In zwei großen Quadraten sind dann auch die Exponate des Hauptsaals angeordnet. Im Uhrzeigersinn geht es an frühen US-amerikanischen Strips und deutschen Comics vorbei und über Graphic Novels und frankobelgische Vertreter zurück zu Zeitungsstrips jüngeren Datums. Die Innenseite des inneren Quadrats, in deren Mitte sich eine Leseecke befindet, ist den Superhelden gewidmet. Die Stücke auf der Bühne sind dem jeweiligen Künstler vorbehalten, dessen Veranstaltung als Nächstes in Haus steht. Kein leichtes Unterfangen. Im Folgenden erklärt Christian Schmidt-Neumann ...
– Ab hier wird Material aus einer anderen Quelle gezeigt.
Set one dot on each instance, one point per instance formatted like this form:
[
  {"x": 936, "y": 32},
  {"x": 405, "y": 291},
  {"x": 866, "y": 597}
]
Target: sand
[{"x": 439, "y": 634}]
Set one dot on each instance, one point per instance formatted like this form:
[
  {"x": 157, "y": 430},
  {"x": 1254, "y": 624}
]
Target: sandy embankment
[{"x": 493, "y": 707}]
… die Auswahl der Exponate: Was die Auswahl der Originale angeht, habe ich mich unter anderem nach dem Grundsatz »farbig vor schwarz-weiß« gerichtet. Es geht hier ja darum, Leute in die Ausstellung zu locken, die unabhängig von der comichistorischen Bedeutung eines Originals für das Medium gewonnen und begeistert werden sollen. Dabei haben wir bei der Zurschaustellung von Comicoriginalen ein ähnliches Problem zu lösen, wie die Ausstellungen, die sich mit Literatur befassen. Die meisten Betrachter kennen das komplette Werk nicht, von dem irgendeine beliebige Seite an der Wand hängt. Sie ist nur ein Bruchteil des Ganzen, im Gegensatz zur bildenden Kunst, in der das singuläre Werk den Besuchern eher etwas sagt.
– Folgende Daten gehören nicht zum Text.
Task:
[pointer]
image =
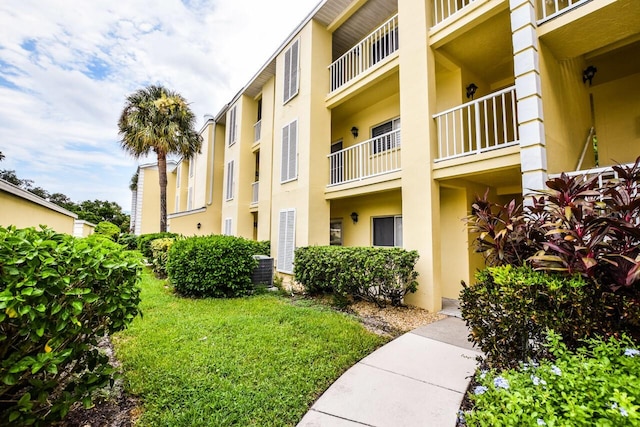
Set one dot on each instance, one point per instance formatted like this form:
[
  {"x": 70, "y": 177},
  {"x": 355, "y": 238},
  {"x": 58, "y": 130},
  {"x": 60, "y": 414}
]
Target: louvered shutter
[{"x": 293, "y": 150}]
… deren Herkunft: Alle gezeigten Stücke sind in privater Sammlerhand. Keines kann man in einem öffentlichen Rahmen sehen. Das ist ja die Krux in Deutschland. Es gibt sehr, sehr wenige Museen, die sich der Neunten Kunst annehmen. Ein gewichtiges Argument zum Besuch der Ausstellung!
…. und die Beschränkungen dabei: Die Räumlichkeiten hatten keinen Einfluss auf die Auswahl der Exponate. Ganz klar standen die thematischen Schwerpunkte von vornherein im Fokus. Dass ich mich aus den unterschiedlichsten Gründen begrenzen muss, war mir bereits klar, als ich als Kurator zugesagt hatte. Da waren einerseits die zeitlichen Vorgaben zu beachten. Bereits bei den ersten Gesprächen lag der Zeitraum der Ausstellung auf dem Tisch. Es galt die potenziellen Sammler zu kontaktieren, die Sammlungen zu sichten, die thematische Vorgabe zu beachten, das eigene Leben nicht außen vor zu lassen und zudem daran zu denken, dass 100 laufende Meter zu bespielen sind. Wie sich im Laufe der Planungen herausstellte, lediglich 100 Meter.
Die Vernissage und erste Veranstaltungen gingen bereits erfolgreich über die Bühne. Ein Abend (11.08.) und eine Signierstunde (13.08.) mit Timo Wuerz, ein Werkstattgespräch (26.08.) und eine Signierstunde (27.08.) mit Ulf K. sowie ein Prinz Eisenherz-Sonntag (17.09.) mit Thomas Yeates stehen noch aus. Das meint der Kurator ...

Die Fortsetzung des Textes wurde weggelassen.